Nach dem Fund zweier Leichen in Augsburg hat ein Ermittlungsrichter Haftbefehl gegen einen 29-jährigen Syrer erlassen. Der Mann steht im dringenden Verdacht, zwei Menschen getötet zu haben. Die Polizei bestätigte, dass der Haftbefehl wegen des Verdachts des zweifachen Totschlags erging. Der Beschuldigte wurde bereits am Montag in der Münchner Innenstadt festgenommen, nachdem die Beamten ihn zur Fahndung ausgeschrieben hatten.
Opfer identifiziert
Bei den Opfern handelt es sich nach Angaben der Ermittler um einen 39-jährigen Syrer und einen 54 Jahre alten Iraker.

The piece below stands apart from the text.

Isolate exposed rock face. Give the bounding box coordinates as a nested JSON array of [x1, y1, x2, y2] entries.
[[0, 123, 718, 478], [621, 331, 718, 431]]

Die beiden Männer wurden am Montag im Rahmen eines Polizeieinsatzes in einer Asylbewerberunterkunft in Augsburg entdeckt. Die Kriminalpolizei hat die Ermittlungen übernommen und sucht weiterhin nach Spuren. Am Dienstag waren Spürhunde und ein Gerichtsmediziner im Einsatz, um die Umgebung des Wohnheims zu untersuchen.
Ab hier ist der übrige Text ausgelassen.